Martin Hannan recently penned an article for The National which defends this act and takes swipe at our campaign, specifically stating that those who defend sectarianism ought to grow up. The point that Mr Hannan misses so emphatically (and perhaps deliberately) is that at no point have we sought to defend sectarianism. The act itself and the argument surrounding it has nothing to do with sectarianism either – racist and sectarian offences were already made illegal under previous legislation. One wonders how often we are expected to repeat that most basic statement of fact. The issue that we have is with the discriminatory nature of the act (as it only applies to football fans) and the absurd and dangerous notion of policing offensiveness.
These issues are fairly simple. Is it right, in a modern democracy, to take a single section of the population and make them liable to prosecution and possibly, imprisonment, for potentially offending someone? It is also worth bearing in mind that this ‘victim’ does not actually have to exist, be in attendance or earshot of the ‘offender’ or to ever know about the circumstances of the ‘offence’. If it could be argued that your actions at a football match may theoretically offend someone, somewhere, then you could be looking at a guilty verdict. Keep that in mind the next time you curse a poor refereeing decision or feel like goading the opposition when your team goes a goal up.
To humour Mr Hannan and all others who cannot help but link the societal problem of sectarianism to football, it is worth noting that despite acres of newsprint and more hot air from politicians than could fill the Provan Road gas tanks, there is, in fact, no statistical evidence to suggest that sectarian offences take place mainly in football grounds. The statistics actually say precisely the opposite.
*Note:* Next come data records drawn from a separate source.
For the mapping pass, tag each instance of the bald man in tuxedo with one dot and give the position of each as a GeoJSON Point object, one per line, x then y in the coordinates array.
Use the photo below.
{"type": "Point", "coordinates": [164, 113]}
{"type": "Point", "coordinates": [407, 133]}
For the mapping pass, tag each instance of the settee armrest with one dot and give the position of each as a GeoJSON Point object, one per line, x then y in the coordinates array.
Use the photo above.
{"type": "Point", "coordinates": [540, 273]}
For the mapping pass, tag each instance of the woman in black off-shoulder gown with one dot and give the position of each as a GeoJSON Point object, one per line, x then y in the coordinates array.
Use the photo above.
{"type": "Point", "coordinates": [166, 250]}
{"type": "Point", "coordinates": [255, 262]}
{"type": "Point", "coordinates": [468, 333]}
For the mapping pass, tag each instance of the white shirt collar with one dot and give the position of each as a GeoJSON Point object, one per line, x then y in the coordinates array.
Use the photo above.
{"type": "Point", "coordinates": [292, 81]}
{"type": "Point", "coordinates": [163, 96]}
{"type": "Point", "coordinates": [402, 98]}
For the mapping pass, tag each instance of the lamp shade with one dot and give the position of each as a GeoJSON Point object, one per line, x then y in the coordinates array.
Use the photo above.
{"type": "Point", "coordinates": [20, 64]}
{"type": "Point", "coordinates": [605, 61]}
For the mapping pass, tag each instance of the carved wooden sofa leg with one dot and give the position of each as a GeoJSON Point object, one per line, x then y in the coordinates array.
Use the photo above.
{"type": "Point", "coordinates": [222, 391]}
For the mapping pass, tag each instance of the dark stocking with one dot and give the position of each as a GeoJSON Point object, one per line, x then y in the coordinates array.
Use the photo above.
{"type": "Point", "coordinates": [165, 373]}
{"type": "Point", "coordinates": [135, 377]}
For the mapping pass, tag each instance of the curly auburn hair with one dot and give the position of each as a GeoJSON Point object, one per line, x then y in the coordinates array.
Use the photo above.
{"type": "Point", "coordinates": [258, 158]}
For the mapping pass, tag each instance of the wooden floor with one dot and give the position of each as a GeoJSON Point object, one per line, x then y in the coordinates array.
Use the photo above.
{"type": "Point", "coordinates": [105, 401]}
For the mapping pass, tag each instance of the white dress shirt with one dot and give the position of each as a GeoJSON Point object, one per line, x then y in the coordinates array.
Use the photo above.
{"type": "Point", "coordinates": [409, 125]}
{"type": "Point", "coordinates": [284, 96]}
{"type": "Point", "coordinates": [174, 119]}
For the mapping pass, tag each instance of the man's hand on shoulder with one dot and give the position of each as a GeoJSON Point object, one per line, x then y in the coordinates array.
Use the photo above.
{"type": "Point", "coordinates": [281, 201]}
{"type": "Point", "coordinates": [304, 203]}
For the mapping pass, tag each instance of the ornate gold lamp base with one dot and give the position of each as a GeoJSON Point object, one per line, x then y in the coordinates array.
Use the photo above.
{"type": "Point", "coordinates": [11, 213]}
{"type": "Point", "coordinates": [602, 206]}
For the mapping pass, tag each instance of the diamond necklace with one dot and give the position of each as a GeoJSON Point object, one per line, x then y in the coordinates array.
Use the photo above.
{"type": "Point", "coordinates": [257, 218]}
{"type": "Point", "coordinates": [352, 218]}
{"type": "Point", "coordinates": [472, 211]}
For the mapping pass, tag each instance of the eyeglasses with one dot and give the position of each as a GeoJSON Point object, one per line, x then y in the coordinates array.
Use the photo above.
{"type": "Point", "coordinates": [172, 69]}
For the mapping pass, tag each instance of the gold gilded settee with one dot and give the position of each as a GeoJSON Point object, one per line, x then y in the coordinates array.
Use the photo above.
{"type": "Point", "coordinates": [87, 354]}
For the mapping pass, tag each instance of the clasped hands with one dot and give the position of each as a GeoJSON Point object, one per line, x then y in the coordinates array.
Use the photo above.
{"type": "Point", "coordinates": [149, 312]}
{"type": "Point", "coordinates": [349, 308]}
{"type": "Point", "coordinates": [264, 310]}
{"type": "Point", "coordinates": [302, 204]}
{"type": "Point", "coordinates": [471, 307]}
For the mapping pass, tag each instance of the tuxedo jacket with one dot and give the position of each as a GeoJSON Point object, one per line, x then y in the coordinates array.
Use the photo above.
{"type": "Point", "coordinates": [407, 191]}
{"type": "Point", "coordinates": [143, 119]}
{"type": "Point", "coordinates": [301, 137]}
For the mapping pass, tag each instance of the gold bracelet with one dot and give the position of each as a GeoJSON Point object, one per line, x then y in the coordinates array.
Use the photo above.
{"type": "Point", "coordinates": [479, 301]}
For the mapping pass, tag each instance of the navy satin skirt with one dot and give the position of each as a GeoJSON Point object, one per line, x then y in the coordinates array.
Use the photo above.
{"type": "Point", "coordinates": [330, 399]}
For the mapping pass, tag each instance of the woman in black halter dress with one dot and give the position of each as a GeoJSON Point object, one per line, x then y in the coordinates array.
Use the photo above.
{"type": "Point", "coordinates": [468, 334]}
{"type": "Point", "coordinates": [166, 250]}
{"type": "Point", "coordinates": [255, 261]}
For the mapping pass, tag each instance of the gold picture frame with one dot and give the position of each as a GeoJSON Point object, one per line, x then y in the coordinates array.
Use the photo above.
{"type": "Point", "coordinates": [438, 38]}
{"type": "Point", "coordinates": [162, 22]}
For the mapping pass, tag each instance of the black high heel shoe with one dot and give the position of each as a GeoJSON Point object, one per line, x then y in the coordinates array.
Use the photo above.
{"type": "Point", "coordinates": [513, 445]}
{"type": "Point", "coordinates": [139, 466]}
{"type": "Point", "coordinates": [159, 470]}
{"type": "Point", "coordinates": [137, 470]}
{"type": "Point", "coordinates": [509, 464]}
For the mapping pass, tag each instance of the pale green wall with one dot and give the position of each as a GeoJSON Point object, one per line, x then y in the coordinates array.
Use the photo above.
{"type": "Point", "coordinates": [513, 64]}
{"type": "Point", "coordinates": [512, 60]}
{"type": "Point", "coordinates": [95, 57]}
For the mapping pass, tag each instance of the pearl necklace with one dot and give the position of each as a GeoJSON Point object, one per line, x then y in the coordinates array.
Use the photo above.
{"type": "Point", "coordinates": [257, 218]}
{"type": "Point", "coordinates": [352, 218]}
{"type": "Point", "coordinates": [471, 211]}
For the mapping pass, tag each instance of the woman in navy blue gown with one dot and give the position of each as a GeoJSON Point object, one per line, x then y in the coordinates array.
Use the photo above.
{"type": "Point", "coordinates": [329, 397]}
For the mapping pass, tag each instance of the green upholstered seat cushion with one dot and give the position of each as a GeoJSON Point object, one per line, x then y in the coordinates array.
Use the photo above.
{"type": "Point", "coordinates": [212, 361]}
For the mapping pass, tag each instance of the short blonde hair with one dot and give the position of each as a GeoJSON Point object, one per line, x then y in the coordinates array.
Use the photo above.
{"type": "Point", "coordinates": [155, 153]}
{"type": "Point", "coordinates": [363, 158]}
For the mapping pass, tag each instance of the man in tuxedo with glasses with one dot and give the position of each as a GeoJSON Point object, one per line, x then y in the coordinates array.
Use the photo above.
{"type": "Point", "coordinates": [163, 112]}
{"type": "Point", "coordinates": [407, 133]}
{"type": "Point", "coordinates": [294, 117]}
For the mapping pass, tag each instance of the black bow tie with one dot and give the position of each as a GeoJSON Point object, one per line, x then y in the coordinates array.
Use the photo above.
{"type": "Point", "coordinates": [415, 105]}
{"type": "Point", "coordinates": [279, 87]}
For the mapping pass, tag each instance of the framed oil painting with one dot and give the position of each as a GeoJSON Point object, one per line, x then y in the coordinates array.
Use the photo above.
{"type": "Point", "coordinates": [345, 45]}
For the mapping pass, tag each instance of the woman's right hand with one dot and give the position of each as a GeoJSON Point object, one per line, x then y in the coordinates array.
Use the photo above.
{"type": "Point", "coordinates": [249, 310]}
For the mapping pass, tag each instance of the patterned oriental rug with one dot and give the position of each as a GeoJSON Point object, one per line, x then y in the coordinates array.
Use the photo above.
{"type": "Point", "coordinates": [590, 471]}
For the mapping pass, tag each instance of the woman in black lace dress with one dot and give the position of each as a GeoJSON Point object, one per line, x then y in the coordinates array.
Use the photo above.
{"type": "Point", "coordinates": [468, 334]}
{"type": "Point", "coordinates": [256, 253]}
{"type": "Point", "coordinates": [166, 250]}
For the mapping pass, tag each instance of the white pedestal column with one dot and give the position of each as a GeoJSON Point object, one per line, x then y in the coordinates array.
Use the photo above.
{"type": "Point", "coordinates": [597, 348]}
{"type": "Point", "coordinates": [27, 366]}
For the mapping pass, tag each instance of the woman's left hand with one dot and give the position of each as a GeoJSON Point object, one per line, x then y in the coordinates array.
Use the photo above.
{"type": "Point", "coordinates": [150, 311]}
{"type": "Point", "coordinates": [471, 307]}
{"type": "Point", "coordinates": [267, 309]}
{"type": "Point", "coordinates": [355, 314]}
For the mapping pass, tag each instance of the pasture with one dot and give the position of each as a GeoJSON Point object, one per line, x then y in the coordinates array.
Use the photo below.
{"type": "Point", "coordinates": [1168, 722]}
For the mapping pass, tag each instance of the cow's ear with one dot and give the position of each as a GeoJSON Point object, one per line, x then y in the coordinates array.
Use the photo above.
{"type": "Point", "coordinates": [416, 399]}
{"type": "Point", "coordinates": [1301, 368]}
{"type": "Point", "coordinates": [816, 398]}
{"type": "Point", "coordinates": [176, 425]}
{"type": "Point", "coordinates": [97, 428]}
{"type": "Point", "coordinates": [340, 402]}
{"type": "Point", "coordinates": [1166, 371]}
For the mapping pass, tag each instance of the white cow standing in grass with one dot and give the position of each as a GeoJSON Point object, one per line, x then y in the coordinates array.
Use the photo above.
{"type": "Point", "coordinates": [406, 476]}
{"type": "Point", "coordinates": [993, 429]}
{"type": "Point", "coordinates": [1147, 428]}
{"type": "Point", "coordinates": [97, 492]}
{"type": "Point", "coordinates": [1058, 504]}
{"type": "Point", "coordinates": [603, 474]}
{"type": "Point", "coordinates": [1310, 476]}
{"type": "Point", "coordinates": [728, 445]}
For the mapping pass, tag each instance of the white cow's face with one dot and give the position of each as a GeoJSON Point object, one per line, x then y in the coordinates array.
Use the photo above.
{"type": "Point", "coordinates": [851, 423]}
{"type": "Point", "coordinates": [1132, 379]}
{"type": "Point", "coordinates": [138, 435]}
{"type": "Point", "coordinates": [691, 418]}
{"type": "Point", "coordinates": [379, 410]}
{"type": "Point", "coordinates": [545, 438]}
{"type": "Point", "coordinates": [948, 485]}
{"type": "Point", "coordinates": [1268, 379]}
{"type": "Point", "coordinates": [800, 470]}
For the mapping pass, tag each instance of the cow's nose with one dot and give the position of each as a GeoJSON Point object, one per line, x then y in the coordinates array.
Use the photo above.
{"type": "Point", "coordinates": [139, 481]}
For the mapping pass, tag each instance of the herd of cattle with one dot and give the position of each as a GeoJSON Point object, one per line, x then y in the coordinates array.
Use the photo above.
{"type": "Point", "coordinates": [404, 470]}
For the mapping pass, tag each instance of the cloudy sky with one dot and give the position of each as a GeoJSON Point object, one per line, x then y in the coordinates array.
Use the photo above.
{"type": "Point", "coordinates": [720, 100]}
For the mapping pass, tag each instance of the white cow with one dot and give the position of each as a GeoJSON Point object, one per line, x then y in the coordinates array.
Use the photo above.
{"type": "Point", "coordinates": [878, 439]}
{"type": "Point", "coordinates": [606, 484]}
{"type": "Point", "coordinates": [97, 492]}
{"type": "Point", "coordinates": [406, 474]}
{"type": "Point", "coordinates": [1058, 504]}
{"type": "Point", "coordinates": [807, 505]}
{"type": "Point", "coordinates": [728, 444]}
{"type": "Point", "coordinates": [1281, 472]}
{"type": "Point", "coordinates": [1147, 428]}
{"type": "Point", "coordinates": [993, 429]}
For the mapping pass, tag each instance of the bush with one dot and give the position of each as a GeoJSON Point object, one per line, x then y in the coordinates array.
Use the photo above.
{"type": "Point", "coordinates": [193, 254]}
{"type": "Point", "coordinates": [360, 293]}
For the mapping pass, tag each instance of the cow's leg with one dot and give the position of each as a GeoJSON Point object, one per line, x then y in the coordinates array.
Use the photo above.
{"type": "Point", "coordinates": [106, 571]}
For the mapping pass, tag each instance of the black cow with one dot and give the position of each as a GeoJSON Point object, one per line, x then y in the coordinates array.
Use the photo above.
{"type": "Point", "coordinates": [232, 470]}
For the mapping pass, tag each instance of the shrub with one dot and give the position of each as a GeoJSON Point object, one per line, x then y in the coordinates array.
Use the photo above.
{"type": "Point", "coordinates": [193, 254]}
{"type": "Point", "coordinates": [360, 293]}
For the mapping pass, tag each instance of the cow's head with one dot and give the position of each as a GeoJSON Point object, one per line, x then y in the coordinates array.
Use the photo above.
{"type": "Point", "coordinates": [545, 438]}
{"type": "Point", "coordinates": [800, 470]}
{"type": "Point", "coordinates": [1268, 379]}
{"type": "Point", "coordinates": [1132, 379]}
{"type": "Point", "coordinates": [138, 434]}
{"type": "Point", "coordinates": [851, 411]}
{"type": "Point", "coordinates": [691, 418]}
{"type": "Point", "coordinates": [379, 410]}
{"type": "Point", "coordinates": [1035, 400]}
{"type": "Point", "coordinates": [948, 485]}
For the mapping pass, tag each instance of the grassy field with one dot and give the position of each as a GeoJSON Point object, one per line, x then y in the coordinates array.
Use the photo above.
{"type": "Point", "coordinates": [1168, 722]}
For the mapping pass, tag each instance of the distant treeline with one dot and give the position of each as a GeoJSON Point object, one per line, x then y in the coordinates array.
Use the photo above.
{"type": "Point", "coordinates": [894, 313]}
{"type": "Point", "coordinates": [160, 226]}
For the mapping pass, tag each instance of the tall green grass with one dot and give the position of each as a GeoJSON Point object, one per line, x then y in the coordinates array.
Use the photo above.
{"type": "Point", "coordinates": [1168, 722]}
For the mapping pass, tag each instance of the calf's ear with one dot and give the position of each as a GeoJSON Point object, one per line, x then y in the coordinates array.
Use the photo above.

In the last two years prior to the Act being introduced the percentage of charges of Breach of the Peace with religious aggravation (the relevant charge prior to the Act coming into force) which took place within a football stadium was 7.4% and 12.93%.
The only thing we seem to agree with Mr Hannan on is that a full a frank review of this controversial and unworkable law is clearly in the public interest. Though Mr Hannan does fail to note that the Government feel that they have fulfilled their obligation to review this Act by publishing the Stirling Report, in spite of the fact that Stirling University themselves has stated this was not intended to be the review.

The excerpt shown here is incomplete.